Nessa terça-feira, 1º de agosto, o Governador Jorginho Mello (PL) vai sancionar a Lei que institui o Programa Universidade Gratuita e a Lei do Fundo Estadual de Apoio à Manutenção e ao Desenvolvimento da Educação Superior (Fumdes).

Esse programa de ensino superior pode garantir bolsas de estudo para mais de 70 mil estudantes até o ano de 2026. De acordo com o Governo do Estado, os programas de assistência financeira têm o objetivo de democratizar o acesso ao ensino superior, gerando mais oportunidades para os catarinenses e desenvolvimento para Santa Catarina.

O evento acontecerá no Teatro Pedro Ivo, no Centro Administrativo do Governo do Estado, e contará com a presença do secretário e da secretária adjunta de Educação, Aristides Cimadon e Patrícia Lueders, de autoridades e estudantes das universidades.
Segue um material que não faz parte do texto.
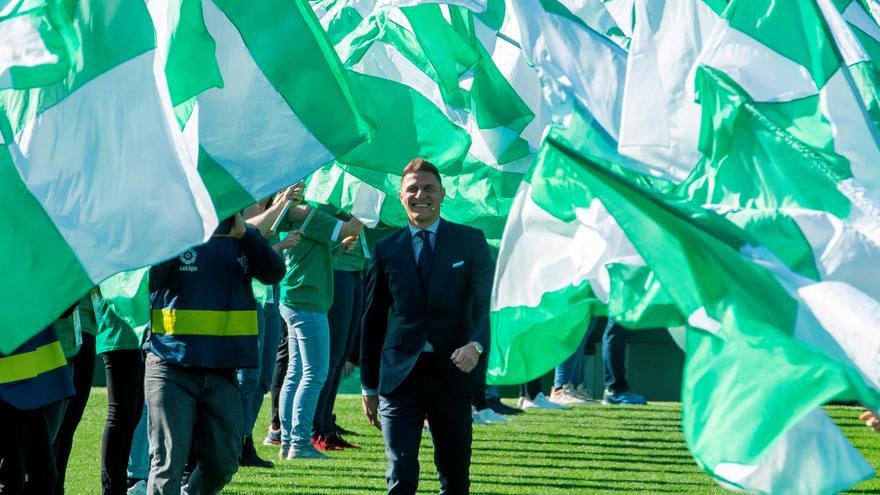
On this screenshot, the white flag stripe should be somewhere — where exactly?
[10,50,216,282]
[199,2,333,202]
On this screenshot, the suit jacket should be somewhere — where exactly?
[361,220,494,396]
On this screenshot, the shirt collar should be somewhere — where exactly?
[409,217,440,237]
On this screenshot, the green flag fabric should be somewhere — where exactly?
[489,0,880,493]
[150,0,370,218]
[0,0,217,352]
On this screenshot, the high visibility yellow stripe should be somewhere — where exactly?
[0,341,67,383]
[152,309,258,337]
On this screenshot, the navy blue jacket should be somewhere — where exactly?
[361,220,494,396]
[144,227,285,368]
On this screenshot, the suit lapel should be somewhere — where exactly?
[426,219,454,305]
[395,227,427,306]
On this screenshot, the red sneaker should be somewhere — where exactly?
[312,433,342,451]
[324,434,361,450]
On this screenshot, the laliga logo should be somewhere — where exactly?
[180,249,196,265]
[179,249,199,272]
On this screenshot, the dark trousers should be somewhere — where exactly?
[0,401,61,495]
[379,353,473,495]
[144,353,243,495]
[54,333,95,494]
[101,350,144,495]
[602,320,629,394]
[312,270,364,435]
[269,318,290,430]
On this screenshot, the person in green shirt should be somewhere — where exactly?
[95,294,147,495]
[279,202,363,459]
[53,289,98,493]
[237,182,304,468]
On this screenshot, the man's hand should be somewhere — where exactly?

O programa Universidade Gratuita, que foi uma promessa de campanha de Jorginho Mello, foi aprovado pelos deputados estaduais na Assembleia Legislativa no último dia 11 de julho e, para entrar em funcionamento, precisa da sanção do governador.

A proposta aprovada na Alesc prevê a oferta de mais de 80 mil bolsas, sendo 75% delas para alunos de universidades comunitárias da Associação Catarinense das Fundações Educacionais (Acafe) e 25% para instituições privadas de ensino vinculadas à Associação de Mantenedoras Particulares de Educação Superior de Santa Catarina (Ampesc).

O governo do Estado deve investir R$ 1,4 bilhão e o Tribunal de Contas do Estado fará a fiscalização do programa e as comissões de Finanças e de Educação da Alesc receberão relatórios semestrais sobre o seu desenvolvimento. As vagas de ensino a distância terão limite de 30% de financiamento por meio do programa.

As regras

Para ter acesso, o estudante deve ter nascido ou residir em Santa Catarina há pelo menos cinco anos e ser a primeira graduação custeada com recursos estaduais. Também precisam obedecer ao critério de renda, de até quatro salários mínimos ou de até oito para cursar medicina.

As universidades ainda devem garantir a transparência do programa com portal na internet, com dados dos bolsistas e informações gerais, como o salário dos colaboradores.

As instituições de ensino serão responsáveis pela fiscalização do cumprimento de 20 horas mensais de serviços comunitários dos bolsistas, que podem ser realizados até dois anos após a conclusão.

Quem não cumprir, deve ressarcir o Estado e ainda tem a possibilidade de a comissão fiscalizadora exigir dos estudantes, por amostragem, laudo com resultado negativo de exame toxicológico.